Please help me with the following part of the proof of Tauberian theorem I cannot overcome.
Let us make the following assumptions: Suppose that $U:[0,\infty)\to [0,\infty)$ is a non-decreasing, right continuous function. Denote by $U(dx), x\geq 0$ its associated measure, with the convention that there is an atom of size $U(0)$ at $x=0$. Furthermore assume that $L$ is slowly varying function at infinity in the sense that (for any $\lambda>0$): $$\lim_{x\to\infty}\frac{L(\lambda x)}{L(x)}=1$$
Our main assumption is:
$$U(x)\approx \frac{x^{\rho}L(x)}{\Gamma(1+\rho)}\mbox{ as }x\to\infty.$$
The author states that this assumption expressed in terms of vague convergence implies that, on a bounded intervals of $[0,\infty)$
$$\lim_{x\to\infty}\frac{U(xdy)}{U(x)}=\rho y^{\rho-1}dy$$
This statement is not clear for me. Especially how to understand $U(xdy)$.
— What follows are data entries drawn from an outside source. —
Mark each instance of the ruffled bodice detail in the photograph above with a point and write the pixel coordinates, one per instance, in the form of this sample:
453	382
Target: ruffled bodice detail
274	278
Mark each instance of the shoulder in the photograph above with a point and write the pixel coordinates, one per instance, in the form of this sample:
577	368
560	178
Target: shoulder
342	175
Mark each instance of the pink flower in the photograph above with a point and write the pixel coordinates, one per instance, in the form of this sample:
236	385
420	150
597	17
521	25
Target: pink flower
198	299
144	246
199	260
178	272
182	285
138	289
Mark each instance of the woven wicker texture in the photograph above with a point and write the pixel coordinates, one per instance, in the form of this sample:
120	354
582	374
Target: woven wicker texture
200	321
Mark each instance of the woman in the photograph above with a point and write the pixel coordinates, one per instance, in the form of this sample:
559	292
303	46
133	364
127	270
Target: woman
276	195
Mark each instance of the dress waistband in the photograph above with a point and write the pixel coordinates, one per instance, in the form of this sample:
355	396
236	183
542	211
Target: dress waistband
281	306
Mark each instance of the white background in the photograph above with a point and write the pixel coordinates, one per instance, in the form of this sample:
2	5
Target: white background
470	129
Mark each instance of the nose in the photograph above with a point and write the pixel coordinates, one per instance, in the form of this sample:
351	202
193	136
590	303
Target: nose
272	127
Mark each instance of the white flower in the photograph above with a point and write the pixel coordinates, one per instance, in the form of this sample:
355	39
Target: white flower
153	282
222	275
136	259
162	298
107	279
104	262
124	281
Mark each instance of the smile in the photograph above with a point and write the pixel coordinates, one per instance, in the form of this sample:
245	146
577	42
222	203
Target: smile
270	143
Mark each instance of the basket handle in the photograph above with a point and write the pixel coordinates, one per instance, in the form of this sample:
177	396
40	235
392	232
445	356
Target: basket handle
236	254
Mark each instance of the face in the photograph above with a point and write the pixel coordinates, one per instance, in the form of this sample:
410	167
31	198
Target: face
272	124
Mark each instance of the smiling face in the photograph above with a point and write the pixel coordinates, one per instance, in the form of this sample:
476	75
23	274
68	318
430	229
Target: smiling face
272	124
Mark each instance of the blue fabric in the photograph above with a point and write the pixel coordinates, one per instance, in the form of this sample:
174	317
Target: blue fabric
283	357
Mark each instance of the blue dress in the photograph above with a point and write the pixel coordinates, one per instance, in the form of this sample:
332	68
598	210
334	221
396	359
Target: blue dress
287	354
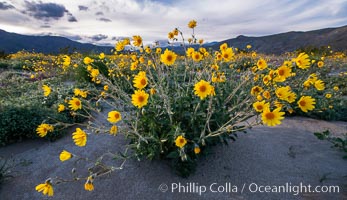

My guess is that $U(x\mathrm{d} y)$ refers to the measure associated with the (nondecreasing right-continuous) function $y \mapsto U(xy)$. In particular, the distribution function of $\frac{U(x \mathrm{d}y)}{U(x)}$ is given by $$\int_0^\lambda \frac{U(x\mathrm{d}y)}{U(x)} = \frac{U(\lambda x)}{U(x)} \to \lambda^\rho = \int_0^\lambda \rho y^{\rho-1}\, \mathrm{d}y \tag{1}$$ as $x \to \infty$, where the RHS is the distribution function of $\rho y^{\rho-1}\mathrm{d}y$. This holds for every $\lambda >0$.
For $\lambda = 0$, notice that $$\int_{\lbrace 0\rbrace} \frac{U(x\mathrm{d}y)}{U(x)} = \frac{U(0)}{U(x)} \to 0 = \int_{\lbrace 0 \rbrace} \rho y^{\rho-1}\, \mathrm{d}y \tag{2}$$ since $\lim_{x \to \infty} U(x)= \lim_{x\to \infty} \frac{x^\rho L(x)}{\Gamma(1+\rho)}= \infty$, assuming that $\rho >0$. To conclude, you have to argue that the family of measures $\left(\frac{U(x\mathrm{d}y)}{U(x)}\right)_{x\geq 0}$ is bounded on every bounded interval of $[0,\infty)$, but this follows from $(1)$.